It happens every year. Even though I try to visit all the regions in our beautiful Fantasy Faire, even though I aspire to photograph each one and write something from each one, I often end up feeling more at home in one special one than anywhere else. This year, it’s Lunafae.

From the aerial vista to the little details, it’s as if every detail was placed exactly and precisely in the right place. Now that I’ve had a little experience with various bits and pieces of the Faire, I have some idea of how much time and work it takes to put all the little pieces in place in exactly the right way.
My late husband, the engineer, admires the way everything is laid out. Like a clock, he says.

I say, is it a clock? If it is a clock, it is a love clock. Lunafae is a love letter to the moon.
He calls me a hippie and fluffs my very short hair. “You’re like a very soft hedgehog,” he says.
“Let’s look at the moon stones,” I say.
Each of these photos shows one of the moonstones. Each one comes with a different quote about some aspect of the moon. I love walking around the garden’s edge and discovering each of the stones as I go. My poor, long-suffering late husband shakes his head and talks about how the stones were put together and how all the maths work.
In fact, he gets so engrossed in how the maths worked and working out the phases of the Lunafae clock, I just head to a bench, stretch out, and soak up the day.

Fact is, I could really just sit and soak in Lunafae all day. In fact, I’ve done it more than once. There are so many places to sit and write, think, daydream. Visiting doesn’t seem enough: I kind of want to live there.
This year marks the fourth anniversary of my husband’s death from cancer. Every year the Faire is a place where I can be with other people whose lives have been forever changed by the disease in its many forms. And getting involved with Fantasy Faire is one thing I can do both to honour his memory and help in what small way I can to make a better future or a better present for cancer sufferers, survivors, carers, and families. I don’t do a “Why I Relay” post every year; it’s wrenching for me to remember and write about the experience of watching the love of my life fade away and die.
And so, instead, I pictures us walking hand in hand through the gardens of Lunafae.

And, OK, we’re speculating between ourselves about the strange bunny phenomenon at this year’s Faire. We can’t decide what’s causing it, but we’re having fun making up stories about it.

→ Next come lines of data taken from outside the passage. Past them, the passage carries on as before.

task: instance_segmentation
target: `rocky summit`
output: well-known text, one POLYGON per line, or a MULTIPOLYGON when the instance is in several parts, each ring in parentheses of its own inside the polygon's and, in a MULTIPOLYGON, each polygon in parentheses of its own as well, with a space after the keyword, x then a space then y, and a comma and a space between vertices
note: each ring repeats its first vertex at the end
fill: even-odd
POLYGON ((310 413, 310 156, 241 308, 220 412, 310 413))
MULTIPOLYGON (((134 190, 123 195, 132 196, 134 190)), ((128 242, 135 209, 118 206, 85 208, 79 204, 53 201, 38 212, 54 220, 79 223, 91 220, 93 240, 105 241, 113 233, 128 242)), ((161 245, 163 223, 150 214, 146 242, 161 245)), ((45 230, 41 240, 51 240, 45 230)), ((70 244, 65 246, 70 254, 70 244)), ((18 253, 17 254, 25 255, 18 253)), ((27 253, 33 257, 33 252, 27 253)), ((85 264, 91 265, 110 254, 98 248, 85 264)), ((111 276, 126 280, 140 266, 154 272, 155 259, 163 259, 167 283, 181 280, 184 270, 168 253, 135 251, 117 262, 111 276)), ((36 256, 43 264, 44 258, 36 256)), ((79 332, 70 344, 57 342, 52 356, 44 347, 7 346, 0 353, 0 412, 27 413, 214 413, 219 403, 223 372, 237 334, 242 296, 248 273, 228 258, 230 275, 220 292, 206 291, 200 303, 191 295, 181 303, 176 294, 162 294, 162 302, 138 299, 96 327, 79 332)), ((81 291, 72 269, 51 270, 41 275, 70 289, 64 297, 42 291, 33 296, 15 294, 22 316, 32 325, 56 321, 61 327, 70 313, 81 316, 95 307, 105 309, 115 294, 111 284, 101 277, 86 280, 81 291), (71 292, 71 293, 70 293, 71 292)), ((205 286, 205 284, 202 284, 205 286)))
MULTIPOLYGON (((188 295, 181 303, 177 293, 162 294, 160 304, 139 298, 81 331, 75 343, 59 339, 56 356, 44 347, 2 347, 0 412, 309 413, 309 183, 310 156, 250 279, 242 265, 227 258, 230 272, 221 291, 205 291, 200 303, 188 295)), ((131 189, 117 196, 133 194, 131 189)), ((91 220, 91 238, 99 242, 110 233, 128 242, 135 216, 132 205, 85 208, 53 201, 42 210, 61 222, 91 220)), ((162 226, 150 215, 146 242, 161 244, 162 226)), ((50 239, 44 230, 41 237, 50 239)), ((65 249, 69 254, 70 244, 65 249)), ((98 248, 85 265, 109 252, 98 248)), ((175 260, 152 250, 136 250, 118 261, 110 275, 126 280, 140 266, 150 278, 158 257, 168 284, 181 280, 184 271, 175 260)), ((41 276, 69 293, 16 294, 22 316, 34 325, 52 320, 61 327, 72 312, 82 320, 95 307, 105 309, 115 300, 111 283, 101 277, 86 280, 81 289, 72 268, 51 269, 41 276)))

It’s been a rough year. I think it has been for everyone. A series of personal blows kept me out of work for some time, and then I started working from home when the UK went into lockdown. I got a late start on Faire blogging and photographing this year because working from home in the age of Coronavirus meant I didn’t feel confident to take holiday for the first week of the Faire and had to wait until week 2 to have the kind of time I need to put together the kind of photographs and blogs I create.
Ah; he’s done with the maths! Now we can begin again. And there we are, my late husband and me, walking through the gardens. We go slow, because we have all the time in the world. Like the moon, we grow dark and bright, dark again, and bright again, and we make tides and spur seasons, and some say we make magic.
We’ve stopped now to listen to the demifae harpist play some Irish standards on her glass harp that looks kind of backwards but isn’t completely. We sit on a bench. We hold hands. We lean on one another and watch the sunset. It’s how every day should end. How every day should have ended.
Love,
Gwen
Lunafae is one of 18 regions in this year’s Relay for Life of Second Life’s Fantasy Faire. You can visit Lunafae, but do so before the Fairelands fade into the mists after 10 May, 2020. Sponsored by The Looking Glass and designed by Sharni Azalee, Lunafae is a wonder to behold, and I hope that when you visit there, you will see even part of what I see. Long before I got to know Sharni, I admired her work from afar, and her beautiful creation this year has brought me so much I haven’t spent a faire day without visiting the region.